View from the Green Room: A shuffle in the shadow of the inflexible doorman

The indignity of an ageing body is a constant reminder of our mortality, of what’s lost and what’s in transit
View from the Green Room: A shuffle in the shadow of the inflexible doorman

Dances like a Bomb at Garter Lane.

REVIEW: Dances like a Bomb at Garter Lane

Age is like a ticking bomb. The wonder of just what’s around the corner never leaves and the indignity of an ageing body is a constant reminder of our mortality. Of what’s lost and what’s in transit. I had a doctor once who spoke about the issues surrounding the ageing body as "wear and tear". He never mentioned bits falling off, though.

Junk Ensemble is a multi-award-winning Dublin-based dance theatre company founded by twin sisters Megan Kennedy and Jessica Kennedy. The company is committed to engaging diverse audiences through the creation and presentation of brave, imaginative and accessible work that sheds light on important human issues relevant to society today.

That’s where Junk Ensemble brings us tonight.

‘Dances like a Bomb’ presents us, warts n’ all, with the ageing body through dance, text, music and imagery. Performed by Finola Cronin and Luc Dunberry, this production faces issues of ageing and co-dependence and features the old who are really old. The hyphenated old: old-and-lonely, old-and-grieving, old-and-desperate, old-and-caring, old-and-despairing.

It’s rarely pretty. Two ageing actors seated in their underwear at the rear of an empty stage, overwatched by a giant, sneering face reminds me of Lear on the heath forcing us to confront our vulnerability. Lear describes the essence of humanity, stripped of all social conventions and clothing, reduced to the naked self. "Unaccommodated man is no more but such a poor, bare, forked animal as thou art."

Finola and Luc’s dancing sequences reflect life as experienced by an ageing couple in a relationship where duty replaces love and memory only serves to remind what is lost. Codependence does that. Lovers confront, regret, antagonise as they push each other apart, only to fall into embraces where each must carry the other. A shuffle in the shadow of the inflexible doorman.

Much of tonight’s performance is frightening. The performance opens as each examines the other’s body to find signs of ageing. He calls it the ‘flub’ – the wobbly, fatty, sagging bits of flesh where collagen has long bid adieu. 

She jiggles his belly fat and cheek jowls; he flaps her sagging muscles and traces the wrinkles. She slaps her hand against his chest in anger and then caresses him in regret – a cocktail of love and anger that often defines ageing love.
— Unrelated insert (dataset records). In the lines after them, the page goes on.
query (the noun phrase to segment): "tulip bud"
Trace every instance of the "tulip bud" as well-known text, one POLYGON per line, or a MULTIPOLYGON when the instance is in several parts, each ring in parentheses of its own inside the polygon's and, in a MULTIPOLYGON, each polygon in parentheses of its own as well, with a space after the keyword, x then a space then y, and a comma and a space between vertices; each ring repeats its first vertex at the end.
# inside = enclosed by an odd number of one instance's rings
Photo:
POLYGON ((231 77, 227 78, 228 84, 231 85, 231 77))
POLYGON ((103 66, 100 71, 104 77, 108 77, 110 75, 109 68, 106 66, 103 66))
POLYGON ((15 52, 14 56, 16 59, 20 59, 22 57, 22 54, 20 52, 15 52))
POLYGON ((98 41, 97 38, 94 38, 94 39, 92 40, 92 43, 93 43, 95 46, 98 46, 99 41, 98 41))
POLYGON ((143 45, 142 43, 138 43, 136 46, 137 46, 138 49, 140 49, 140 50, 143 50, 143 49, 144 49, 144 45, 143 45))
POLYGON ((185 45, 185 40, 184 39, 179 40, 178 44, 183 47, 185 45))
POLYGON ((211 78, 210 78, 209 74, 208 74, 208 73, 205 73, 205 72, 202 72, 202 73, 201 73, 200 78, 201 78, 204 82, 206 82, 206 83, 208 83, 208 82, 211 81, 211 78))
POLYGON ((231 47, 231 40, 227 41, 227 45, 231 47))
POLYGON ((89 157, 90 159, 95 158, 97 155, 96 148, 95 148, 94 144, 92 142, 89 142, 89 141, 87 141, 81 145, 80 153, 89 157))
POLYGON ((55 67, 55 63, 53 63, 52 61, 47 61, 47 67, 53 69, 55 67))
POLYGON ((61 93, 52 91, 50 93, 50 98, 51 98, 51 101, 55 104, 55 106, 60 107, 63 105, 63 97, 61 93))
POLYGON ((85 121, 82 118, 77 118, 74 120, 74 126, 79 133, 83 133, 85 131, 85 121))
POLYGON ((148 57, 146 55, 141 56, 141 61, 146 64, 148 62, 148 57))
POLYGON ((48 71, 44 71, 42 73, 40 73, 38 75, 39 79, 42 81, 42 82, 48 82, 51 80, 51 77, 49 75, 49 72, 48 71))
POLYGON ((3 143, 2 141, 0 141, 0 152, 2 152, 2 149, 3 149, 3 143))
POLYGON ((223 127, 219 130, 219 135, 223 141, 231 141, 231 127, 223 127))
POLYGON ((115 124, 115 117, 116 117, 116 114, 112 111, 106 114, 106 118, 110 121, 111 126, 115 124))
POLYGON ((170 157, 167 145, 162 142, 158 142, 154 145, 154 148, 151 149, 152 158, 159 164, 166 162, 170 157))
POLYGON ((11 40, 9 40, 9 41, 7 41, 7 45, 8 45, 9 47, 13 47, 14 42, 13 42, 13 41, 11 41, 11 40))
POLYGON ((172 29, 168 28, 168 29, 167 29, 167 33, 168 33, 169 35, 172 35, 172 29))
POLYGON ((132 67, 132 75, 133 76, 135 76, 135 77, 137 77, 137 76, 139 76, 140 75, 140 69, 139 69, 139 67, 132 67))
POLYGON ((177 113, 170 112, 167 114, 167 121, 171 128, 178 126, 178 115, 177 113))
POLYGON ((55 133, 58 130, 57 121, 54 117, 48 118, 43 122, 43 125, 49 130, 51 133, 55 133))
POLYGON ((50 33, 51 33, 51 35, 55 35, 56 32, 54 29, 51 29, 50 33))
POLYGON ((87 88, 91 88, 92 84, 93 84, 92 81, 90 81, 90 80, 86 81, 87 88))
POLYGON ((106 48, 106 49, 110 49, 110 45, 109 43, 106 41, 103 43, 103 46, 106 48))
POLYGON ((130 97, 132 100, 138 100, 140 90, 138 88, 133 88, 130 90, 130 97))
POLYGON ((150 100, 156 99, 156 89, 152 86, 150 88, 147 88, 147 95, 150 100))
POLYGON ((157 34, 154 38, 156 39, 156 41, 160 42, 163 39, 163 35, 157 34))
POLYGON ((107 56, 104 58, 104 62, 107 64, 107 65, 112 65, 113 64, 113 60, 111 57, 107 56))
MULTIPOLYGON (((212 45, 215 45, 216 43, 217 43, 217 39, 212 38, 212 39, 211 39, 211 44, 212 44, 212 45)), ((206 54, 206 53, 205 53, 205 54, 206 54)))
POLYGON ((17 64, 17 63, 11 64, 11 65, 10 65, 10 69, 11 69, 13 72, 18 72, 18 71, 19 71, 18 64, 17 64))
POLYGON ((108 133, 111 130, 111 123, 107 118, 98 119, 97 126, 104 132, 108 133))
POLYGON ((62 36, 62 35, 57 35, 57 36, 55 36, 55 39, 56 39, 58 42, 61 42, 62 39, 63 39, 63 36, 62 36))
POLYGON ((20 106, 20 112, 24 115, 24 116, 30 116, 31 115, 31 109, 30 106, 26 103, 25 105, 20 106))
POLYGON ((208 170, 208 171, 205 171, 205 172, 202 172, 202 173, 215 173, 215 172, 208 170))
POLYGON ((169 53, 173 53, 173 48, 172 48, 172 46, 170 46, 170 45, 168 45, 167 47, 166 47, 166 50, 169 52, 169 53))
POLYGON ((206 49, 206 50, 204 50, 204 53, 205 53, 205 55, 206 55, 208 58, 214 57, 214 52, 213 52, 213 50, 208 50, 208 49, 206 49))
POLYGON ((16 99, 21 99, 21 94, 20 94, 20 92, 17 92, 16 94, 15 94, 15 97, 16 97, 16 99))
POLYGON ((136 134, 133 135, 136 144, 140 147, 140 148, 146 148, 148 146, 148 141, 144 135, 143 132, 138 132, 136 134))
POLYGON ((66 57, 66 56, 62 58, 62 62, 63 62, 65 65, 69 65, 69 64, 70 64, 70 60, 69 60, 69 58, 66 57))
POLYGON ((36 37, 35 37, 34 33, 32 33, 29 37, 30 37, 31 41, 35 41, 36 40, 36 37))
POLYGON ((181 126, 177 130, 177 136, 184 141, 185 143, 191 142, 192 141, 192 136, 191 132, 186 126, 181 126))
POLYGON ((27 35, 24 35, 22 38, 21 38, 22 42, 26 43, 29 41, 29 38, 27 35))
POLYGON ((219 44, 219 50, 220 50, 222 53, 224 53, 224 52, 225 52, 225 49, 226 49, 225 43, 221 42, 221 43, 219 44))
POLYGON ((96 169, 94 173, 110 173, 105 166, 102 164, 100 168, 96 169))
A terrifying sequence of Finola, squatting on an IV pole stand, while attached to intravenous fluid bags that her partner Luc secures, while she smokes, indifferent to his pain, segues into a dream-like carousel waltz to remind us that love lies buried somewhere in the centre of duty. While life has worn them out, duty remains because that is all they know. And maybe…just maybe…that’s where true love lies.

The monotony of an empty, repetitive life is brilliantly expressed as Duberry lists his daily routine that is only dulled by the nightly "hypnosis of gin". Cronin’s indifference comes from a lifetime where routine became never-ending.

A questioning episode brings black comedy. Regrets? "Yes…leaving my mother…not being kinder…leaving passion behind… not taking a class A drug…not paying my taxes…clumsy comments…no sports-top ride around Paris with the wind in my hair." Fears? "Growing old…anxiety…anger…losing my free will…not allowed to be me…needs that never disappear…death." Compensations? Not caring what others think…each other’s help. Golden years…yeahhh rrrright!

The pair move with grace and beauty sometimes but much of their movement is jerky and awkward with each leaning heavily on the other. Nevertheless, their tired energy evokes lives of purpose that still have much to give and when LCD Soundsystem’s ‘Dance Yrself Clean’ booms out across the floor in an ironic megamix, the dancer-pensioners share a dream of what once was and might yet be. If only…sometimes…maybe...

Wish you'd try a little harder 

In the tedious march of the few 

Every day's a different warning.

There's a part of me hoping it's true.